U.S. homebuilding fell for a second straight month in June and permits dropped to a two-year low, Reuters reports, suggesting the housing market continues to struggle despite declining mortgage rates.
Housing completions are also at a six-month low, according to a Commerce Department report released Wednesday, indicating an inventory squeeze that has haunted the market could persist for a while.
Housing starts decreased 0.9% last month as a rebound in the construction of single-family housing units was overshadowed by a plunge in multi-family homebuilding, the Commerce Department said.
Single-family homebuilding, which accounts for the largest share of the housing market, increased 3.5% in June, partially recouping some of May’s sharp drop. Single-family housing starts fell in the Northeast, but rose in the Midwest, West and South.
Building permits tumbled 6.1% in June, the lowest level since May 2017. Permits have been weak this year, with much of the decline concentrated in the single-family housing segment.
Permits are not the only thing slowing down, as CNBC reports that all aspects of the architecture business are suddenly slowing, indicating an overall weakening in commercial real estate demand.
A key read on the industry, the Architecture Billings Index, fell into negative territory in June, according to the American Institute for Architects.

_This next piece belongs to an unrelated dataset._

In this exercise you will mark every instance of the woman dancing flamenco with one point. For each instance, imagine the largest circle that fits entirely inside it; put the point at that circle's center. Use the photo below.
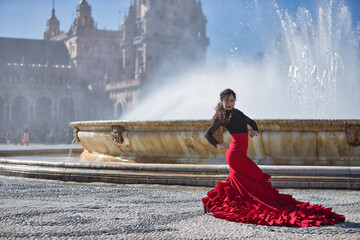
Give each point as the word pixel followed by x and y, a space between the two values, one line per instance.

Inquiries for new projects hit a decade low, while design contracts also fell.
“With billings declining or flat for the last five months, it appears that we are settling in for a period of soft demand for design services,” says AIA chief economist Kermit Baker. “With the new design contracts score reaching a 33-month low and the project inquiries score hitting a 10-year low, work in the pipeline may start to get worked off, despite current robust backlogs.”